Worse (!), the pragmatist quickly discovers that discovering the impact of ones deeds requires an analysis of probabilities and the difficulty techniques of sampling data and correcting for bias. These techniques have been proven through the vigorous contest of the realists, and the pragmatist discovers that many tools–technologies–have been invented and provisioned for them to make it easier to use these robust strategies. The pragmatist begins to use, without understanding them, all the fruits of science. Their successes are alienated from their narrow lived experience, which are not enough to account for the miracles the= world–one others have invented for them–performs for them every day.

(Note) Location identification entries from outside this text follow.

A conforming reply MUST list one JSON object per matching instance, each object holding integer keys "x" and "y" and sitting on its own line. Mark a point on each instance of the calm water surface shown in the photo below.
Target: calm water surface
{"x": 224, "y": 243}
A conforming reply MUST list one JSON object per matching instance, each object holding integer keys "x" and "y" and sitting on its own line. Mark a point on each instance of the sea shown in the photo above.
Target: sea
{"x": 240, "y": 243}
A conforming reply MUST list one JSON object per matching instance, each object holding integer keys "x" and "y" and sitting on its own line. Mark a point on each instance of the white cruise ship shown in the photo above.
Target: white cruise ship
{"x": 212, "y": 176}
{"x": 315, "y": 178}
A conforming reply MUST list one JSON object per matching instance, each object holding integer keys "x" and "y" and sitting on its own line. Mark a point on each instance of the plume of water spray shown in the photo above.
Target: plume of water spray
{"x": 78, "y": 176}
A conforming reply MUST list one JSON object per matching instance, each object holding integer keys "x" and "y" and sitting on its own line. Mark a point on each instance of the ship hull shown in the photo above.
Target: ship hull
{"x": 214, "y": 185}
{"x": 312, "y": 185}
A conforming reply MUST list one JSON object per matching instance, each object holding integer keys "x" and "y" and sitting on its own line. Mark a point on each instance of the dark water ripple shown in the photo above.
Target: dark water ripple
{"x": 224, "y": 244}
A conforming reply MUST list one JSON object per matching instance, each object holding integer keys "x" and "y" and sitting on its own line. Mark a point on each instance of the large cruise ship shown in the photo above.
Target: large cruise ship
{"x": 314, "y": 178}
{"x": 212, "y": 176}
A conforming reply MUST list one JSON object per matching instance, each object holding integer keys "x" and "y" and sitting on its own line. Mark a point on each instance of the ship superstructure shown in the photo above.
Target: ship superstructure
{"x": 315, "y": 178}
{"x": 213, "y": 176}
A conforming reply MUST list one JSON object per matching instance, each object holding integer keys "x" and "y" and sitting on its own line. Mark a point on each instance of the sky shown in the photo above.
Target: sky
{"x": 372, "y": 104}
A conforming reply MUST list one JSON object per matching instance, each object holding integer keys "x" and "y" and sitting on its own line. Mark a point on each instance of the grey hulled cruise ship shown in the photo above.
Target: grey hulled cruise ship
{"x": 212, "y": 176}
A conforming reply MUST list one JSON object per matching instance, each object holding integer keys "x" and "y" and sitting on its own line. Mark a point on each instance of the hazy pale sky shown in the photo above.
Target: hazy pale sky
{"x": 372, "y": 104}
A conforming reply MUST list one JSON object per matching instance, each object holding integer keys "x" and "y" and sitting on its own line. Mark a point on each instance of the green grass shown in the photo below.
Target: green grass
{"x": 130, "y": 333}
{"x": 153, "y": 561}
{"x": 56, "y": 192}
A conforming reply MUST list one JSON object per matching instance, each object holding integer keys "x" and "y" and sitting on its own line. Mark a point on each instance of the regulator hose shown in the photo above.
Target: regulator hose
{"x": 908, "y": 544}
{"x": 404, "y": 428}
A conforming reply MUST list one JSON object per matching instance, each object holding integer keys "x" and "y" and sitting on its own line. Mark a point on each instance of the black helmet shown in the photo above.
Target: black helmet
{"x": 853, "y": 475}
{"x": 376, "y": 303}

The pragmatist must draw the following conclusions. The world is full of technology, is constituted by it. The world is also full of politics. Indeed, the world is both politics and technology; politics is a technology; technology is form of politics. The world that must be mastered, for pragmatic purposes, is this politico-technical*** world.

What is technical about the world is that it is a world of things created through deed. These things manifest themselves in appearances in myriad and often unpredictable ways.

What is political about the world is that it is a contest of interests. To the most naive student, it may be a shock that technology is part of this contest of interests, but truly this is the most extreme naivete. What adolescent is not exposed to some form of arms race, whether it be in sports equipment, cosmetics, transportation, recreation, etc. What adult does not encounter the reality of technology’s role in their own business or home, and the choice of what to procure and use.

The pragmatist must be struck by the sheer obviousness of the observation that artifacts “have” politics, though they must also acknowledge that “things” are different from the deeds that create them and the appearances they create. There are, after all, many mistakes in design. The effects of technology may as often be due to incompetence as they are to political intent. And to determine the difference, one must contest the designer of the technology on their own terms, in the engineering discourse that has attempted to prove which qualities of a thing survive scrutiny across all interests. The pragmatist engaging the politico-technical world has to ask: “What is real?”

The real thing

“What is real?” This is the scientific question. It has been asked again and again for thousands of years for reasons not unlike those traced in this essay. The scientific struggle is the political struggle for mastery over our own politico-technical world, over the reality that is being constantly reinvented as things through human deeds.

There are no short cuts to answering this question. There are only many ways to cop out. These steps take one backward into striving for ones local interest or, further, into mere appearance, with its potential for indulgence and delusion. This is the darkness of ignorance. Forward, far ahead, is a horizon, an opening, a strange new light.

* This narrow view of the ‘privilege of subjectivity’ is perhaps a cause of recent confusion over free speech on college campuses. Realism, as proposed in this essay, is a possible alternative to that.

** It has been claimed that this field of study does not exist, much to the annoyance of those working within it.

*** I believe this term is no uglier than the now commonly used “sociotechnical”.

References

Bourdieu, Pierre. Science of science and reflexivity. Polity, 2004.

Winner, Langdon. “Do artifacts have politics?.” Daedalus (1980): 121-136.